When the scribes and chief priests realized that he told this parable against them, they wanted to lay hands on him that very hour, but they feared the people.
So they watched him and sent spies who pretended to be honest, in order to trap him by what he said, so as to hand him over to the jurisdiction and authority of the governor. (Luke 4:31-32 and 20:19-20 NRSV)
Jesus’ power to teach and influence people derived from the innate authority he possessed as a teacher and person who lived a moral life in keeping with the teachings of Torah. The gospels portray Jesus as generously offering acceptance and forgiveness to other people, all of them, not only some. His injunctions to live the Torah have the power of authority because he lived what he taught. Opposed to Jesus was the ruling class of his own people who had power because of their economic position in society – they were not struggling to survive, and their political position in society – representing and benefiting from the oppressive and coercive power of the occupying empire of Rome. Certainly, some of these people were religiously observant in that they practiced the forms of their religion through rites and practices. But did these individuals live the transforming faith of their religion? Did they love God by loving their neighbor, poor or rich; native or foreigner? No doubt some did while others did not, just as people today.

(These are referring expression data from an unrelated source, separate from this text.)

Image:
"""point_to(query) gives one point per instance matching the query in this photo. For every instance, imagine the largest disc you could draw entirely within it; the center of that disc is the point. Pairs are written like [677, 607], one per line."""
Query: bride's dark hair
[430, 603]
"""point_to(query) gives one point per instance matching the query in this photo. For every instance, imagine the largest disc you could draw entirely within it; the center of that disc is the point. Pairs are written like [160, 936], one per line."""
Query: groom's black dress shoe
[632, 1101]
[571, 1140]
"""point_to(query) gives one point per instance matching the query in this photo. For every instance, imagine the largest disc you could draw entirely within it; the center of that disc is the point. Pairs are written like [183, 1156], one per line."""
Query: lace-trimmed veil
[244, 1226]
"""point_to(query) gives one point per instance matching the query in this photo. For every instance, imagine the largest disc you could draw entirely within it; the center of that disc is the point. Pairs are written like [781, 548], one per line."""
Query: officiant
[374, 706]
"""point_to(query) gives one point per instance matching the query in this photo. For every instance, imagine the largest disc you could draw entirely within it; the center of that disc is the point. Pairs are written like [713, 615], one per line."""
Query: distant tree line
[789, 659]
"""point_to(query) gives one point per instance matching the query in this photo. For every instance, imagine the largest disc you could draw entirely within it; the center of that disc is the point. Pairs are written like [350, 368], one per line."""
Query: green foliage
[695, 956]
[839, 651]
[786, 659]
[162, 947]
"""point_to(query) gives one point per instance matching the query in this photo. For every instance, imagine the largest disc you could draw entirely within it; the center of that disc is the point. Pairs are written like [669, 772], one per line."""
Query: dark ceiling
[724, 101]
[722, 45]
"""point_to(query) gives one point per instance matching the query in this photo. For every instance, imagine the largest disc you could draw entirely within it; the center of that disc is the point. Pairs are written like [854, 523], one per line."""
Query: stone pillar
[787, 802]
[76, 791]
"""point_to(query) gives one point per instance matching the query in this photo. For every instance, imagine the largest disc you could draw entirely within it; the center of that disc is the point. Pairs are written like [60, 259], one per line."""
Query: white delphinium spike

The power of wealth and status for some was supported by the structure and authority of the Romans. The Roman authority came from their military dominance and police power. Essentially, the Romans could make people comply through the threat of force and violence, and most people did. Many people also used their positions in much the same way as the Romans, deriving authority from their power to bring Roman police power to their cities and towns. Jesus famously did not teach violence nor even the threat of violence in any way whatsoever. In the Sermon on the Mount, he taught that if you are struck on one cheek, you should offer your other cheek, thereby declining to participate in a system where might makes right. He taught not only love for your good neighbor, but love for even your enemies. This means even the ones who hurt or try to hurt you or others. This is a way that leads to forgiveness and reconciliation that a way of violence can never accomplish.
We always live in times where some are reaching for the authority of power to enforce their vision of faithful living: religious or civil or both. One need not believe as these others do, but comply with what they believe they feel we all must. As followers of the One whose power lies in his loving, respectful, inclusive, moral authority, we must not succumb the authority of power, any power that would deny the innate goodness of each person created in God’s image (that is every human person of every type and stripe) and we must stand for the power of authority – the goodness of the Creator and all their creation.